Le très tragique événement est commenté et a donné lieu à toutes sortes de fantasmes, de commentaires et d’explications. Si d’aucuns parlent de crime passionnel voire de dépit amoureux, d’autres évoquent une vengeance froide, sans toutefois savoir de quoi cette affaire retourne. Certains sont tout simplement dans le jugement, et ce qu’il y a de plus simpliste : « une femme n’en vaut pas la peine ». D’autres y sont allés de leurs réquisitoires sur une éventuelle dépression. Bref, ils n’en savent au fond rien. Mais qui pour les empêcher de parler ou de s’émouvoir ? Ce sont des Sénégalais, bon sang !

Des émissions de matinales que l’on peut classer sur une tendance faits divers qui visent une cible populaire, n’ont pas été absentes de l’évènement. Bien au contraire, elles ont pour beaucoup abordé l’affaire sous l’angle du sensationnel et n’auront pas en réalité apporté grand-chose, si ce ne sont que commentaires approximatifs, inappropriés augmentant à l’émotion déjà bien vive. De la spéculation pour beaucoup, dénuée d’intérêt et qui n’a contribué qu’à davantage embrouiller les esprits. Elles ont finalement servi d’exutoire pour ces nombreux indignés.

Et pourtant, c’est le rôle des médias que d’aller au-delà des apparences et de la surface des choses, en éclairant l’opinion, mais avec précaution pour des sujets aussi sensibles. Et certains d’entre eux sont sortis de leur rôle en allant au-delà de ce qui est permis.
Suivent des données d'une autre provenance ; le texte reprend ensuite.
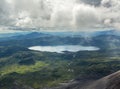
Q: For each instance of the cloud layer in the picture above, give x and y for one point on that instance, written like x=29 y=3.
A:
x=60 y=13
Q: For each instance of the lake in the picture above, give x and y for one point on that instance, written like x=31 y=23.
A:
x=62 y=48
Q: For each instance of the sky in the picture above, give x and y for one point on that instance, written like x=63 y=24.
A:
x=75 y=14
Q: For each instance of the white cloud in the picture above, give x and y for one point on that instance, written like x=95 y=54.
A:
x=60 y=13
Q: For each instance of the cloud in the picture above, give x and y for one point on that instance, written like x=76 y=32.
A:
x=60 y=13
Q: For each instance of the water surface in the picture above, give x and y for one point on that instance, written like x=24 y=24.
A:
x=62 y=48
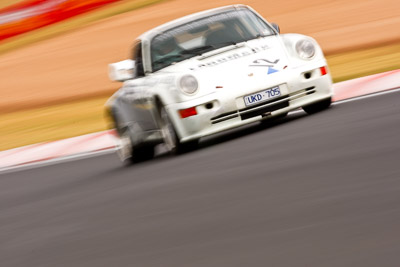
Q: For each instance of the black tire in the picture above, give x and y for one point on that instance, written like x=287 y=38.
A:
x=319 y=106
x=130 y=154
x=171 y=139
x=143 y=153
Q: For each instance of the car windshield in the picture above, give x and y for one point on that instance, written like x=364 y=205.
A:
x=206 y=34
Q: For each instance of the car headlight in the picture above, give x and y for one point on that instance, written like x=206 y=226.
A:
x=189 y=84
x=305 y=49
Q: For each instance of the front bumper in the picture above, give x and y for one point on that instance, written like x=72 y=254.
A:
x=221 y=111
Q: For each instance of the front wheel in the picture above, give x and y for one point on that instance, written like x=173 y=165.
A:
x=319 y=106
x=170 y=136
x=128 y=153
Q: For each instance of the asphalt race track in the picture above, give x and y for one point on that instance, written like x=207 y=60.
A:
x=320 y=190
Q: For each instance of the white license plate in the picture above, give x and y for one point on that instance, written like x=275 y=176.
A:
x=262 y=96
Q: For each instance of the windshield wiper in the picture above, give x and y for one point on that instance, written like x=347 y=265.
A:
x=198 y=50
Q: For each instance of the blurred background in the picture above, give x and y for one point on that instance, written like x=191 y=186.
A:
x=54 y=53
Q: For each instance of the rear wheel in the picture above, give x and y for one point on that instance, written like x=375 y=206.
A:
x=317 y=107
x=170 y=136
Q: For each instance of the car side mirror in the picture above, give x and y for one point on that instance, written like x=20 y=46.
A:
x=276 y=27
x=122 y=71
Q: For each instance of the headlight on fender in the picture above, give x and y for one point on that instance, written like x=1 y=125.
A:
x=188 y=84
x=305 y=49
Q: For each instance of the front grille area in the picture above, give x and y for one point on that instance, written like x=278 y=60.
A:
x=264 y=107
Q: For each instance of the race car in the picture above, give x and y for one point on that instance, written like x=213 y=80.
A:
x=209 y=72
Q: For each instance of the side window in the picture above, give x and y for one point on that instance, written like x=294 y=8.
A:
x=137 y=56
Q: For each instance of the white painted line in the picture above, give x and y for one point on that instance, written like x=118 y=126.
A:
x=49 y=162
D’où ce recadrage du Conseil pour l’Observation des Règles d’Ethique et de Déontologie dans les médias (CORED) qui a «constaté que des organes de presse ont montré ou publié les photos des trois enfants tués par leur père qui s’est suicidé par la suite, sans les précautions requises en la matière. » Le conseil a aussi relevé que certains « ont publié in extenso la lettre contenant des détails sensibles, laissée par le père». Des images qui « auraient dû être floutées ». Ce d’autant que leur publication,  «est une atteinte grave à la dignité et aux droits de ces enfants et des familles des victimes de cette tragédie. » Le CORED ne s’est pas arrêté là puisqu’il a fait savoir que «le traitement des faits quand ils sont tragiques ou touchent de surcroît des mineurs, requiert une autre approche qui intègre le respect de la dignité des victimes mais aussi de la douleur des familles ».
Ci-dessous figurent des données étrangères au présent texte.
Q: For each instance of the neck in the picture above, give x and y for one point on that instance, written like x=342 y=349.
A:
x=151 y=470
A la suite du Cored, c’est la Commission de protection des données personnelles (Cdp) du Sénégal qui a, elle, informé avoir «reçu une plainte relative à la diffusion sur les sites d’information en ligne et sur les réseaux sociaux des photos de la plaignante N.A.D, l’ex-femme du père, à la suite de l’assassinat de ses enfants par son mari et la publication d’une lettre jugée diffamatoire».

Mais heureusement que dans cette confusion médiatique, certains journaux ont pris la peine d’interroger des spécialistes, question d’avoir des éclairages sur l’origine d’un acte aussi extrême et pas si courant. Le quotidien “L’Observateur” a par exemple interviewé le professeur Abou Sy, psychiatre criminologue, qui sans entrer dans les détails du drame survenu à Sacré-Cœur, a parlé de ce qui peut pousser un individu à en arriver à un tel stade de désespoir. «Pour ce cas-ci, si l’enquête conclut à un suicide, cela pourrait entrer dans les suicides altruistes où la personne se tue et donne la mort à des proches dans un cadre bien défini. Quand de tels faits se produisent, les gens sont très attristés parce qu’ils se focalisent sur la violence de l’acte. Mais au-delà de l’aspect de jugement, très souvent, quand on fait l’autopsie psychologique, on se rend compte que ce sont des gens qui étaient en souffrance. On se rend compte que ce sont des gens qui étaient en dépression.

Et l’acte qu’ils posent, c’est un acte d’amour par rapport à son fils, à son conjoint ou à une personne qu’il aime et qu’il veut soustraire de la souffrance qu’il a eu à vivre. Cela peut expliquer quelques fois qu’un individu, dans un cadre bien déterminé, donne la mort à un proche et se tue par la suite. Ce n’est pas forcément un acte barbare et de méchanceté. A contrario, il peut s’agir d’un acte d’amour envers la personne qui est tuée pour lui éviter une souffrance. Je donne l’exemple d’un père de famille qui pense que la vie n’est que souffrance et qui décide de se donner la mort. Il va se poser énormément de questions sur l’avenir de son enfant qu’il va laisser derrière lui : ‘’Qui va s’occuper de lui, si je meurs ? Comment il va vivre dans ce monde qui m’a donné tant de souffrance ? Qui va s’occuper de lui ?’’ La personne va préférer tuer son enfant pour le soustraire de la souffrance. On doit mettre l’accent sur la souffrance de la personne qui décide de se suicider. », a expliqué le professeur.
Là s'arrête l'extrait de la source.